Poetry In Forms Series: Tercet and Triad
October 24, 2004 by John Hewitt
The tercet is a poetry form with Italian roots. One of the most famous examples of the tercet form is Dante’s The Divine Comedy. The Divine Comedy was composed of three line stanzas. Every first and third line ended with a rhyme. This is the classic form of a tercet: a three-lined poetic stanza in which the first and third lines rhyme and the second line is a blank (unrhymed) line.
Today, we call this rhymed form an enclosed tercet because the two rhymed lines enclose the blank line. Most modern tercets employ unrhymed or blank verse. An even more stringent form of the tercet is the Sicilian Tercet. The Sicilian Tercet incorporates the enclosed form, but also requires that the poet write in iambic pentameter.

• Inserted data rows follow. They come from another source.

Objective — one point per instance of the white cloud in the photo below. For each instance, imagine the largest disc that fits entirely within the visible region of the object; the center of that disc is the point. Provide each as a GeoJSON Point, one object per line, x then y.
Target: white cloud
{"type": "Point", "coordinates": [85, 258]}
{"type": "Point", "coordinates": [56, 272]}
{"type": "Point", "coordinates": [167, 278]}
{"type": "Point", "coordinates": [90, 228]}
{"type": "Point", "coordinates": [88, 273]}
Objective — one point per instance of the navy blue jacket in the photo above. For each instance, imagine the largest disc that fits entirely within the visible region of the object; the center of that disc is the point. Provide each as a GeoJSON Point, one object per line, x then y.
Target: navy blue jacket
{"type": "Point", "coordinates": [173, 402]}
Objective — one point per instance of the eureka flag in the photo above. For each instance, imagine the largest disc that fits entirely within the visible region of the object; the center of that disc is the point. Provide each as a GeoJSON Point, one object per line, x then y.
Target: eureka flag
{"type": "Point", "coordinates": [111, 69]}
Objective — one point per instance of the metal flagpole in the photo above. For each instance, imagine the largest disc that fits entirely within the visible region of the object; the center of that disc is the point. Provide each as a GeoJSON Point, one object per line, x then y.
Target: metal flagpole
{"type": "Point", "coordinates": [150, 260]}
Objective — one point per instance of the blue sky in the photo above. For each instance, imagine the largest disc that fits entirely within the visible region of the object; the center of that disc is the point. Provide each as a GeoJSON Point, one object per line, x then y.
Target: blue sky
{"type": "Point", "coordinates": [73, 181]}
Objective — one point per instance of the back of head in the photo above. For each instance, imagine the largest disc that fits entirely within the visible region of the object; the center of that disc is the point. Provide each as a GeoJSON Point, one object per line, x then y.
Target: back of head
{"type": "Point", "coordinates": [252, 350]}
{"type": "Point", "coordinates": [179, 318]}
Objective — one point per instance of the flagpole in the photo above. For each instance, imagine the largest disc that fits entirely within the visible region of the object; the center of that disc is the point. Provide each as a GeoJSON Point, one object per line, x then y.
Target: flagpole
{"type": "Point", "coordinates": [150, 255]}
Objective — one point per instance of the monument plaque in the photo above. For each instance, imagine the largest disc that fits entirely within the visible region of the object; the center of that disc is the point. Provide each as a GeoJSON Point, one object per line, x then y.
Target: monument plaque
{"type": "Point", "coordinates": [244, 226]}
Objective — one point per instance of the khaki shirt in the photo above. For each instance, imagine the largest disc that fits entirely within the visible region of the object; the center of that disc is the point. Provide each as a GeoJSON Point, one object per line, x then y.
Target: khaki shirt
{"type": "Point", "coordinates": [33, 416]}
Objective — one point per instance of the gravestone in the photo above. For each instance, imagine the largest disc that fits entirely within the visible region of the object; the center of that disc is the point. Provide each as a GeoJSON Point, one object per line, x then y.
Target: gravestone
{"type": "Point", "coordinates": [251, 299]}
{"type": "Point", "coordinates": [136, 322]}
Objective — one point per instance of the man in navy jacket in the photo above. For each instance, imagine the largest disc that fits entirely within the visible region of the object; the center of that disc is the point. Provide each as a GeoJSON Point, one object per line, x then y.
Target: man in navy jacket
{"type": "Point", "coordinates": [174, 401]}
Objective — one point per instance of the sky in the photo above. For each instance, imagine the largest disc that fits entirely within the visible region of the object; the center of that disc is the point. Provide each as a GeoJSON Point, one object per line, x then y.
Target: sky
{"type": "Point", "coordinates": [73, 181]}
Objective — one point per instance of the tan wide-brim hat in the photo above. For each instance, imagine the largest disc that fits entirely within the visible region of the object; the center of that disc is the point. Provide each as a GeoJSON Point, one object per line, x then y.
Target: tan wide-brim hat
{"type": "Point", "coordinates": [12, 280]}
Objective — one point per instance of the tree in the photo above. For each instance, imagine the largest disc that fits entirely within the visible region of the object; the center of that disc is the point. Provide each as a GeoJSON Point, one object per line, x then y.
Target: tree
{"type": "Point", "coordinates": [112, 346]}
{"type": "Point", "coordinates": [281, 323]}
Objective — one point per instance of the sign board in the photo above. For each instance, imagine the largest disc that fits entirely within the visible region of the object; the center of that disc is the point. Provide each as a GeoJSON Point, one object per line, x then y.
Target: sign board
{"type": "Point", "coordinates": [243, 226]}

The tercet is rarely a complete poem in itself. Instead, poets write multiple stanzas of tercets to create longer works. A famous English example of a poem using tercet stanzas is Percy Shelley’s Ode to the West Wind, which includes:
The winged seeds, where they lie cold and low,
Each like a corpse within its grave, until
Thine azure sister of the Spring shall blow
The triad is a specific form of tercet. The origins of the triad are Irish and Welsh. A triad is a poem composed of three tercets. It is a consideration of three things and their effect on a person. Welsh versions of the Arthurian legends make heavy use of this form.
Here is a smaple triad that I have written:
Cold Comfort
My favorite glass folds upward
Three curved echoes
Growing large enough to hold comfort
My blender can spin ice to powder
Gentle as snow in my hair
Eager to provide relief
Parrot Bay and pina colada mix
Turn snow to sweet cold liquor
And I can smile now
The triad is one of the lesser know poetry forms, but it is an enjoyable outlet for expression. You can add as much challenge as you wish. You can simply write in three-line stanzas or you can use iambic pentameter and enclosed tercets if you wish to increase the writing challenge.